Fidèle à moi-même, et ne rencontrant plus de clients en dehors de mes activités de formation et séminaires de groupes, j’ai plutôt pris le téléphone.

– Jean, je te donne 15 minutes. Explique-moi brièvement la situation et je te donnerai mon avis.

– Un de mes clients ne respecte pas mes règles d’entreprise en plus de chercher à m’intimider. Il est condescendant avec moi et il croit que tout lui est permis parce qu’il est le client… Il a explosé de colère lors de notre dernière discussion.

– Veux-tu réellement poursuivre ta collaboration avec lui ?

– Non, pas dans ces conditions. Est-ce que je devrais le rencontrer pour le lui dire ?

Je crois qu’il est nécessaire de rectifier le tir en exposant les faits dès qu’une situation ou encore une relation d’affaires dévie de l’acceptabilité.

Il vous appartient de tracer la ligne entre ce qui est acceptable et ce qui ne l’est pas (Lire le chapitre 9 Où est la limite de mon livre Enfin les vraies affaires 3) dans la gestion et les opérations de votre entreprise.

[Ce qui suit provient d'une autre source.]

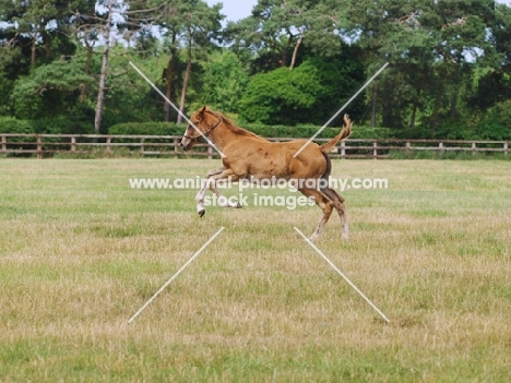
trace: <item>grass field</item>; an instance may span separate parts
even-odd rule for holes
[[[508,161],[334,161],[389,179],[343,193],[349,241],[332,215],[316,242],[389,324],[293,229],[318,207],[199,218],[195,190],[129,185],[217,166],[0,159],[0,381],[511,381]]]

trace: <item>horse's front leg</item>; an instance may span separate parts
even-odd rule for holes
[[[219,168],[219,169],[214,169],[207,171],[205,180],[203,180],[201,184],[201,190],[199,190],[199,193],[195,195],[195,204],[197,204],[197,213],[199,214],[200,217],[202,217],[205,213],[204,208],[204,194],[207,188],[210,188],[210,183],[214,182],[211,180],[212,177],[221,175],[225,171],[225,168]]]
[[[229,180],[230,182],[238,182],[239,176],[235,175],[231,169],[224,170],[221,175],[215,175],[211,178],[212,182],[209,182],[210,190],[215,193],[218,205],[222,207],[233,207],[233,208],[241,208],[241,204],[239,202],[229,201],[224,194],[219,192],[216,188],[216,181],[219,180]]]

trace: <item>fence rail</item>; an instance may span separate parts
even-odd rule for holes
[[[269,137],[273,142],[294,139]],[[124,147],[138,151],[143,156],[203,156],[219,155],[207,143],[197,144],[191,152],[183,153],[179,147],[179,135],[99,135],[99,134],[14,134],[0,133],[0,155],[45,155],[58,153],[91,154],[97,148],[112,153]],[[318,143],[329,140],[318,139]],[[437,153],[500,152],[508,155],[508,141],[460,141],[460,140],[346,140],[332,151],[332,158],[385,158],[391,151],[431,151]]]

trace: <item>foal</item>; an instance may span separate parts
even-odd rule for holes
[[[225,155],[222,158],[224,166],[207,172],[206,182],[195,196],[197,211],[201,217],[205,213],[204,194],[207,188],[216,194],[222,206],[241,207],[238,203],[231,203],[222,195],[215,185],[216,181],[230,179],[236,182],[243,179],[263,180],[274,177],[274,179],[296,181],[297,189],[307,198],[313,198],[316,204],[323,211],[323,216],[310,237],[311,240],[321,235],[333,208],[341,217],[343,237],[347,239],[348,226],[344,199],[328,185],[332,169],[328,153],[337,142],[347,139],[352,133],[352,121],[347,115],[344,116],[344,127],[341,133],[321,146],[309,143],[297,157],[294,155],[307,143],[307,140],[270,142],[235,125],[222,113],[209,107],[195,111],[190,121]],[[199,139],[201,134],[189,124],[180,146],[189,151]],[[313,182],[307,182],[307,180]],[[310,183],[319,188],[310,187]]]

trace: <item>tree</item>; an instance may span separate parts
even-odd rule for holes
[[[254,75],[241,99],[240,117],[265,124],[324,123],[361,84],[363,68],[352,58],[307,58],[295,70]],[[355,101],[350,111],[359,113]]]
[[[227,49],[216,50],[201,61],[201,67],[202,89],[193,108],[209,105],[223,112],[238,113],[249,74],[237,56]]]
[[[297,64],[304,45],[320,56],[341,49],[341,32],[347,25],[342,16],[344,1],[259,0],[252,15],[227,25],[226,35],[235,49],[248,49],[259,58],[273,59],[273,67]],[[289,59],[290,56],[290,59]]]

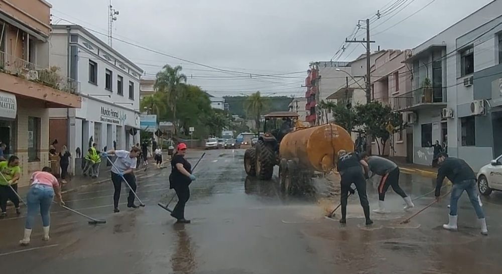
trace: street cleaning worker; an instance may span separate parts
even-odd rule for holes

Prenons cet exemple du client irrespectueux. Dans un premier temps, vous avez le devoir de l’éduquer et de lui expliquer les comportements qui sont acceptables pour vous afin de faire de la business avec le personnel de votre entreprise.

Plusieurs de vos interlocuteurs se conformeront à vos exigences à partir de ce moment.

Si le client n’a pas compris après cet avertissement, il n’y a rien qui vous oblige à poursuivre votre collaboration (à moins d’avoir signé un contrat sans échappatoire). Vous pouvez poliment lui mentionner que vous n’accepterez pas de poursuivre votre relation d’affaires dans ces conditions.

C’est exactement la même chose avec toutes les parties prenantes de votre entreprise (clients, fournisseurs, partenaires, collaborateurs, banquiers, investisseurs, employés…).

Ne tolérez jamais le manque de respect des autres, peu importe la source.

On se doit parfois de montrer les dents pour être respecté et, comme je le répète souvent : en affaires, vaut mieux vaut être respecté avant d’être aimé.